É terrível. É terrível que haja violência contra mulheres no mundo. E é ainda mais terrível que se ignore completamente o sofrimento de metade de toda a espécie humana. É como se homens fossem uma sub-raça. Quando é o Dia Internacional do Não à Violência Contra o Homem mesmo? E realmente não dá para dizer que homens correm menos riscos de serem violentados que mulheres: 91% das vítimas de homicídio no Brasil são homens. Isso significa que, se é morta uma brasileira a cada 2h, é morto um homem brasileiro a cada 10 minutos! O Brasil é violentíssimo! É praticamente um país em guerra. E quem morre nas guerras? Os soldados. No Brasil são os soldados do tráfico, do crime organizado e também da polícia.

“Ah, mas as causas da violência contra homens e mulheres são distintas.”

Estarão prontamente apontando para o dado do Mapa da Violência de que 41% dos homicídios de mulheres acontecem na própria casa, enquanto que só 14% de homens acontecem na sua residência.
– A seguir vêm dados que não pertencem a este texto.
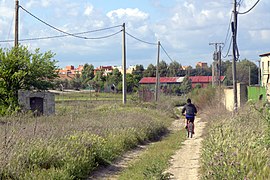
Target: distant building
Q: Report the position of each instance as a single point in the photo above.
(265, 69)
(129, 70)
(165, 83)
(201, 65)
(69, 72)
(106, 70)
(186, 67)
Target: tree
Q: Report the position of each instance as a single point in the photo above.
(150, 71)
(21, 69)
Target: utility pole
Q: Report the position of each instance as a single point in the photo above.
(124, 88)
(234, 33)
(216, 66)
(16, 41)
(157, 73)
(249, 75)
(259, 73)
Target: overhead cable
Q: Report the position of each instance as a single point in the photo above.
(250, 8)
(166, 52)
(60, 36)
(141, 40)
(71, 34)
(51, 25)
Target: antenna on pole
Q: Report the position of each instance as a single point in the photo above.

Mas isso não significa que a maioria das vítimas de homicídio doméstico são mulheres! É o mesmo Mapa da Violência também que nos diz que 91% do total de vítimas são homens. 14% de 91% é 13%, e 40% de 9% é 3,6%! Ou seja, do total de 16,6% das vítimas de homicídio no Brasil que são mortas na sua própria casa, 78% são homens!
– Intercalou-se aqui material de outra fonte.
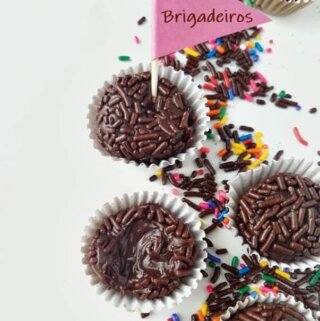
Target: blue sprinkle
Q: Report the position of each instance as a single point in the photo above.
(253, 294)
(212, 204)
(245, 137)
(231, 94)
(244, 270)
(175, 317)
(258, 46)
(211, 53)
(255, 58)
(213, 258)
(252, 52)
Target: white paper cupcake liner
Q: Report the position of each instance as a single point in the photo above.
(182, 212)
(193, 95)
(242, 183)
(280, 298)
(280, 7)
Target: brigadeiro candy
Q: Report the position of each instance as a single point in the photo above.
(268, 308)
(269, 312)
(280, 217)
(277, 212)
(128, 123)
(145, 251)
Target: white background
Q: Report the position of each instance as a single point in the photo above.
(54, 56)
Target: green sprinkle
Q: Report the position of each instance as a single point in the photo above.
(212, 264)
(282, 94)
(245, 289)
(124, 58)
(313, 281)
(210, 135)
(223, 112)
(235, 262)
(268, 278)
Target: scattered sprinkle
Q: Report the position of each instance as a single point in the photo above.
(137, 40)
(141, 21)
(299, 138)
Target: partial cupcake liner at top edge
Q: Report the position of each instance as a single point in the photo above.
(280, 7)
(181, 211)
(193, 95)
(242, 183)
(270, 298)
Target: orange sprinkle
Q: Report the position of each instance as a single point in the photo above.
(220, 49)
(213, 112)
(222, 152)
(254, 150)
(222, 103)
(210, 103)
(200, 315)
(217, 125)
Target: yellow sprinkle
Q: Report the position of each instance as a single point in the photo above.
(256, 290)
(238, 146)
(264, 155)
(204, 309)
(282, 273)
(191, 52)
(258, 135)
(250, 43)
(254, 164)
(224, 120)
(264, 263)
(237, 151)
(259, 143)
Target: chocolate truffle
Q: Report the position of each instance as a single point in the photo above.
(134, 126)
(143, 251)
(280, 217)
(269, 312)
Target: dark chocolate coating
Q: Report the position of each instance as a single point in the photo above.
(143, 251)
(278, 217)
(133, 126)
(269, 312)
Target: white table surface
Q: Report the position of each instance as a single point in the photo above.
(54, 56)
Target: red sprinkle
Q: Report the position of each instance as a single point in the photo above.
(204, 150)
(175, 192)
(299, 137)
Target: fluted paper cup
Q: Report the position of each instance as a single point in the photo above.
(192, 94)
(244, 181)
(270, 298)
(281, 7)
(181, 211)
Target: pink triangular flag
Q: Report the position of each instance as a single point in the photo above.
(179, 24)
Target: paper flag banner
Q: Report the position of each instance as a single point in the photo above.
(179, 24)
“Ah, mas nem todo homicídio doméstico resulta de violência doméstica.”

É verdade (considerando que violência doméstica é violência entre pessoas que convivem na mesma residência). Porém, se não são co-habitantes, quem são? Invasores, talvez. Pode ser, pois quem tipicamente põe-se a risco para proteger a família é um homem. Pode ser o pai, o marido, o irmão, o tio, o noivo ou o avô. Mas, não conta. O que conta é se quem matou esse homem foi uma mulher (como se estivéssemos fazendo a contabilidade de uma “guerra dos sexos”!). O que conta é violência conjugal! Então vamos contar:

Os estudos também apontam que quando homens agridem, eles tipicamente causam mais danos. Ainda assim, mais de um terço dos atendimentos por violência doméstica e sexual no SUS é de homens (Mapa da Violência, 2015). Pondere-se aí que, se homens ainda são humilhados e ridicularizados em países menos machistas se assumem que apanharam da mulher (Karla Ivankovich, Ph.D., Professora de Psicologia, Universidade de Illinois, EUA), no Brasil então isso é praticamente tabu. O fato é que metade dos atendimentos de homens por lesão no SUS são por violência doméstica (Mapa da Violência, 2012).
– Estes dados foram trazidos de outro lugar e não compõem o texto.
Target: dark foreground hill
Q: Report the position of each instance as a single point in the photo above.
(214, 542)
E por enquanto estamos falando só de agressões físicas, pois em agressões psicológicas, que estão incluídas por exemplo na Lei Maria da Penha (aquela que vale só para cidadãos de 1a classe), homens tipicamente não têm nenhuma vantagem. Muito pelo contrário! Mulheres tipicamente têm maior domínio da linguagem, do universo emocional e são mais frequentemente hábeis em manipular pessoas.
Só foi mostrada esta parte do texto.